Sanity..

First Published in the Weekender in 2006
Sanity

A man urinated on me in front of Igloo Ice cream parlour on Camp Street. It was a Sunday evening, and there were a lot of people buying ice cream . The man was standing around begging and then started to urinate, Yes, right there in front of everybody. And no, nobody could do anything. There were mutterings around him from the crowd, some embarrassed shouts and curses, but the man was in his own world and happily ignored everyone. I passed behind him, thinking a good distance, when he turned around and moved suddenly. His face had this expression of happiness, he was smiling and his eyes were toward the sky, oblivious to any of the people around him. It is not very often you see such expressions of pure joy and glee on any of the adults around Georgetown. My preoccupation with his face caused me to neglect what was going on at my feet. What would you have done? The man did not care about any reaction from the sane people around him. I could have turned my eyes heavenward and done the same thing to him and probably be arrested for indecent exposure. Any violent reaction on my part would have delayed attending to my feet and possibly not made a difference to him.

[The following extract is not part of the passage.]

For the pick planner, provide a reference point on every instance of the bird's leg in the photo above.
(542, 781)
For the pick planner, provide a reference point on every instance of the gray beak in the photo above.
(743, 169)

Many people want the 'mad' people off the road because of what tourists might think of the people urinating, defecating, bathing, sleeping anywhere they want and in front of anybody . There was a recent funny exchange in which the responsibility was passed from Police to Ministry of Health to Ministry of Human Services and back again as to who was responsible for ridding the streets of the people of unsound mind. Why should we rid the streets of people of unsound mind? More people have been hurt or killed by supposedly sane bandits than by people of unsound mind. More sane people litter the streets, many sane men have no problems using any convenient spot of the Garden City as a urinal. Most of us strip naked to bathe (and one or two of us to protest), surely it is logical for those who are not inhibited by sanity and who have to use the canals or the seawall to bathe to want to do so.

We have this strange power relationship with those who we think are insane. We are never sure of their actions. We walk past them conscious of them, while knowing that they appear not to bother with us as we know ourselves. They are immune to our laws and rules and standard communication mechanisms – polite conversation, cursing, shouting, whatever. Some of us think that the sign that God exists is that the people 'of unsound mind' seem to thrive in perfect physical health despite eating from rubbish dumps or drinking from gutters,
The tourists are supposed to come in droves once we clean up the city, stop littering and urinating all over, focus on preserving the old wooden buildings and start being nice people. The few tourists who do come should probably appreciate, that unlike some countries in the world where the people who are insane are imprisoned , and that despite the madness of Guyana generally, we could celebrate a kind of compassion for those whose perceptions of reality are vastly different from ours. And that the average Guyanese, while a litterbug, not inclined to be superficially polite to strangers or to be passionate about preserving old buildings, and located somewhere on the sane end of the sanity spectrum , is probably a nice person at heart.